Mis padres habían vivido juntos más de treinta años, y no sólo todavía se llamaban entre sí papá y mamá, sino que además, me estremeció advertirlo, seguían manteniendo el eco marital, esa palabra compartida y pegoteada por la costumbre. Pero todo eso, esa construcción de la pareja, tan lenta y pertinaz como la formación de una estalactita, reventó al final en un momento dado. Mis padres se separaron hace más de una década. Atrás quedó el embeleso de su noviazgo, el aburrimiento de su madurez y la exasperación de los tiempos finales. Todo perdido. De los treinta años de convivencia sólo les queda ahora el viejo automatismo de un relato a dúo.
A veces voy por la calle y me pregunto qué historial de duelos tendrá cada uno de los peatones con los que me cruzo. Cuándo y cómo habrán perdido todos lo que todos perdemos. Ese señor del traje, por ejemplo, ¿habría llorado mucho la pérdida de su cabellera? ¿Cuánto tardó en aceptar su cráneo mondo, en dejar de estremecerse, por las mañanas, cuando se contemplaba en el espejo? ¿Sentiría todavía un hipo melancólico cuando se veía en fotos antiguas, con todo el pelo y todo el futuro brotándole con vigor juvenil de la cabeza? Y esa señora gorda, vieja y dilatada, ¿cómo pudo acostumbrarse a volverse invisible, a perder para siempre la mirada del hombre? Veamos ahora este autobús: ¿cuántos de los pasajeros habrán perdido ya a sus padres? ¿Cómo se vive eso, cómo lo llora y lo olvida cada uno? ¿Y casar a una hija, y romper con un amante, y dejar un empleo, y jubilarse? El otro día recibí la hoja publicitaria de un seguro de vida. Había una tabla minuciosamente descriptiva con la valoración de unas cuantas pérdidas atroces. Pérdida total del movimiento del hombro derecho, tres millones de pesetas; del izquierdo, dos. Ablación de la mandíbula inferior, tres millones. Amputación parcial de un pie, incluidos todos los dedos, cuatro millones. La lista proseguía de modo interminable con gélida indiferencia administrativa, como si uno pudiera reducir a una línea contable todo el duelo y la palpitación y la vida rota que se agazapan detrás de esas catástrofes. Pérdida de tres dedos de la mano, salvo pulgar e índice, dos millones y medio: eso es lo que hubiera podido cobrar Félix. Pérdida del medio, anular o meñique de la mano, un millón. Eso es lo que podría reclamar mi marido. Con todo, a la tabla de la compañía de seguros le faltaban las entradas más importantes; por ejemplo, no incluía la pérdida de la autoestima, pese a ser una dolencia tan grave y tan común. Y tampoco decía nada de los dientes arrancados de cuajo al chocar contra la trasera de un camión. Mi boca mutilada no tiene precio.
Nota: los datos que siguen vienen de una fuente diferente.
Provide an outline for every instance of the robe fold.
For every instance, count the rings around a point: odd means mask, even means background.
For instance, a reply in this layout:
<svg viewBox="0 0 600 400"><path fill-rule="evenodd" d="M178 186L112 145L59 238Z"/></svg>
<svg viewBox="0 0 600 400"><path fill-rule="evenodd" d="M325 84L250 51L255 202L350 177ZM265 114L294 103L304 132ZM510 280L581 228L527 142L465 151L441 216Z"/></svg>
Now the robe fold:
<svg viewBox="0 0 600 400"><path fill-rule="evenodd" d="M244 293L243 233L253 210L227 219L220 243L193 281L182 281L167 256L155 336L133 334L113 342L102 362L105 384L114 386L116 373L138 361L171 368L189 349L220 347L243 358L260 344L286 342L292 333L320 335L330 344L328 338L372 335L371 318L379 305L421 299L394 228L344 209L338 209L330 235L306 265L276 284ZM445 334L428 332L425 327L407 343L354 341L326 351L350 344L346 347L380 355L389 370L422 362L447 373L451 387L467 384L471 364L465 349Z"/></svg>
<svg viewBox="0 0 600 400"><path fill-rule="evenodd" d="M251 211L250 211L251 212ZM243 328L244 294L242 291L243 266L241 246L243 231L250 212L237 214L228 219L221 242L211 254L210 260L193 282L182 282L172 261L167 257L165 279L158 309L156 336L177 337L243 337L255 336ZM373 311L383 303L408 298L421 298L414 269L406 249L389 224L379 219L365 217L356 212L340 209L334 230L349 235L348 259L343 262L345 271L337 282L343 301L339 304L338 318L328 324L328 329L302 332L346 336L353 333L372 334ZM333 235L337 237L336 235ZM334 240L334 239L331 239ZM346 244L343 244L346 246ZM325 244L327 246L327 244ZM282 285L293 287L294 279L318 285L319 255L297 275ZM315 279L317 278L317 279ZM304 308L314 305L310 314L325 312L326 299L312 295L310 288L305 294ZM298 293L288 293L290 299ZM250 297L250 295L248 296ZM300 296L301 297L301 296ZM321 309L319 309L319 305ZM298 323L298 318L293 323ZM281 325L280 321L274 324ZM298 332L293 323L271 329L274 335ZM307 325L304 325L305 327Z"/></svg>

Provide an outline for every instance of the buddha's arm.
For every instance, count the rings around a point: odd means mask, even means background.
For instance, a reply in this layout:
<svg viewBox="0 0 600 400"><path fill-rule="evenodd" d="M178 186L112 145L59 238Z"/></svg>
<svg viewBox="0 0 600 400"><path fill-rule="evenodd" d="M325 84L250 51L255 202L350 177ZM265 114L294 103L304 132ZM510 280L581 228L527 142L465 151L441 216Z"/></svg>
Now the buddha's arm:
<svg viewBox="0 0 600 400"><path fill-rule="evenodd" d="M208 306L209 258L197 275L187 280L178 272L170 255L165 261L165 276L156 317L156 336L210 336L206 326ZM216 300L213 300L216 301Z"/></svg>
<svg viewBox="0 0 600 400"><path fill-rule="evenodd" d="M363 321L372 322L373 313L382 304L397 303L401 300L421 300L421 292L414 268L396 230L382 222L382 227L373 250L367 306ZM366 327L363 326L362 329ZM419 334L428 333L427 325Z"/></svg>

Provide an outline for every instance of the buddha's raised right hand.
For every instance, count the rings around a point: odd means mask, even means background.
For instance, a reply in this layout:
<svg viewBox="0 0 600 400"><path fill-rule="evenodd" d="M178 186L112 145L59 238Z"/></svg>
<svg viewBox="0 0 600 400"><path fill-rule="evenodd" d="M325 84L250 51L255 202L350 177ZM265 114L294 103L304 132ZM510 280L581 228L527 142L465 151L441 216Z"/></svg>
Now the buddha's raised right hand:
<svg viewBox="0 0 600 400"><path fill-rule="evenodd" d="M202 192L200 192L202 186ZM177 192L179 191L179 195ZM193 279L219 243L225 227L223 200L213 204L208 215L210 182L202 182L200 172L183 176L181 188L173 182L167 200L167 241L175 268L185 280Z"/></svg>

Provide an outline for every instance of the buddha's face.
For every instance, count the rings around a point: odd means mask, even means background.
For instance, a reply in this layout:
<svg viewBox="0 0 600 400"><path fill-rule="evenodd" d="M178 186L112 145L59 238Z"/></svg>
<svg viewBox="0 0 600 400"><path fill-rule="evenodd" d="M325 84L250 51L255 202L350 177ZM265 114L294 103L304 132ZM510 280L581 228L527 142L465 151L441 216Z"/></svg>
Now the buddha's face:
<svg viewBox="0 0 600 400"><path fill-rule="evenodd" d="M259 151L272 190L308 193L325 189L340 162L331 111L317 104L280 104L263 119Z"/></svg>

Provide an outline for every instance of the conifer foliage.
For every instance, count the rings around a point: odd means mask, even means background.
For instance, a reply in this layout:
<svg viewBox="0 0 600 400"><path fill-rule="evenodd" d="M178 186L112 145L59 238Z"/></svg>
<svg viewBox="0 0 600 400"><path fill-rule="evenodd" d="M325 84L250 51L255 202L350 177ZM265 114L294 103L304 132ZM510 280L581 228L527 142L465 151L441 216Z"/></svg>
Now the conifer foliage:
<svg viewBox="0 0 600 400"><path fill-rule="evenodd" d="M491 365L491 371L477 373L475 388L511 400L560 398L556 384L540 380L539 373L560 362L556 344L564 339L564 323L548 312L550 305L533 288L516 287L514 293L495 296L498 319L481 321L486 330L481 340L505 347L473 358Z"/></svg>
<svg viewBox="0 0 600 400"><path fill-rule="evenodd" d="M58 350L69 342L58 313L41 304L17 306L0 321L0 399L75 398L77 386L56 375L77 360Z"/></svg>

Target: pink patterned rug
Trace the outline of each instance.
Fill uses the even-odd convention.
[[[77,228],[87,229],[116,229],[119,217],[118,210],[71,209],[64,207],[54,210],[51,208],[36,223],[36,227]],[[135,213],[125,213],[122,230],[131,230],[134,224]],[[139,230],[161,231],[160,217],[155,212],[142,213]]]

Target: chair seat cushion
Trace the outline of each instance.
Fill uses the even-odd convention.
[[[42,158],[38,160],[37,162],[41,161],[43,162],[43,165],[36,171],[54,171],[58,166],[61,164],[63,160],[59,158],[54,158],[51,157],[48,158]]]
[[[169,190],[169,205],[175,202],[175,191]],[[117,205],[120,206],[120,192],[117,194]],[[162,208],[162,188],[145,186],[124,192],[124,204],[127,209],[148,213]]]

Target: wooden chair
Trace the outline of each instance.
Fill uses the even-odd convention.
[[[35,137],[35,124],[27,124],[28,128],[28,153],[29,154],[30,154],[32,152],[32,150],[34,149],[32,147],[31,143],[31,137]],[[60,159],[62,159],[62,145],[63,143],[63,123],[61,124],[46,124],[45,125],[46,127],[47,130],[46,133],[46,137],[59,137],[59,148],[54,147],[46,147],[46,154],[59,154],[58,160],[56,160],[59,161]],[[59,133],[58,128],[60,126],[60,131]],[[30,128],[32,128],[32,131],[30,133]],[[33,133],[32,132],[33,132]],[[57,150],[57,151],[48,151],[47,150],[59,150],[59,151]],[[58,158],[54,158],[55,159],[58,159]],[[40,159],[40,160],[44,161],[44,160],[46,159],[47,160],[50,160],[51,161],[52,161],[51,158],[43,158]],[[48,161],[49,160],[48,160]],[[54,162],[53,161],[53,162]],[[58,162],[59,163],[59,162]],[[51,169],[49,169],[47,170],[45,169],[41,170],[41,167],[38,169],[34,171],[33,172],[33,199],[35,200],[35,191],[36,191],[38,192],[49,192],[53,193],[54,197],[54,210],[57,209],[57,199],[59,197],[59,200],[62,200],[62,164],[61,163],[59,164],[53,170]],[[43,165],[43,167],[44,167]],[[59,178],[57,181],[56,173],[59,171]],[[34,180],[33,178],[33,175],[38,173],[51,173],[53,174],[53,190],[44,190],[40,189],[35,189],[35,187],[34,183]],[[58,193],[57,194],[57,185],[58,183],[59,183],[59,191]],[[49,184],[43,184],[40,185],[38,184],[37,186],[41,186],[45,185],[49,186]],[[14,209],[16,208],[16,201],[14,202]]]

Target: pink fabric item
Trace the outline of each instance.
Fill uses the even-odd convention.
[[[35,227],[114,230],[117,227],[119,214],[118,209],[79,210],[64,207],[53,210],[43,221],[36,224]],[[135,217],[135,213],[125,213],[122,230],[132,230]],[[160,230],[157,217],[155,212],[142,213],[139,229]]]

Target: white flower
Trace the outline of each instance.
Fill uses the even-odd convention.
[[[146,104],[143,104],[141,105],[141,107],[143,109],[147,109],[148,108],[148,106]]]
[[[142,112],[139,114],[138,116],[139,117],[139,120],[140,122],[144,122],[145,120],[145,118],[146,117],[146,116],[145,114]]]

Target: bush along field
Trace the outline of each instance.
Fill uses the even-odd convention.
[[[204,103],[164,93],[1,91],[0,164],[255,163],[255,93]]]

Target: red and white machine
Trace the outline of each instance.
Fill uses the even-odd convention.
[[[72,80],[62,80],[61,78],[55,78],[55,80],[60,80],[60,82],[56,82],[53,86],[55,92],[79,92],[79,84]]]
La pérdida, cualquier pérdida, es un aperitivo de la muerte. No nos cabe la pérdida en la cabeza, de la misma manera que no nos cabe la idea de nuestro fin. Uno nunca está preparado para perder.
– Yo no estaba preparada para esto -me dijo una mujer, hace algunos años, en la antesala del dentista.
Porque después del accidente, y una vez dada de alta en el hospital, tuve que ir durante muchos meses al dentista para intentar arreglar lo inarreglable: extraer las raíces partidas, recoser las encías, remendar la mandíbula. Y en una de mis múltiples visitas coincidí en la sala de espera con aquella mujer. Tenía unos treinta años y no era fea; pero estaba calva, calva por completo.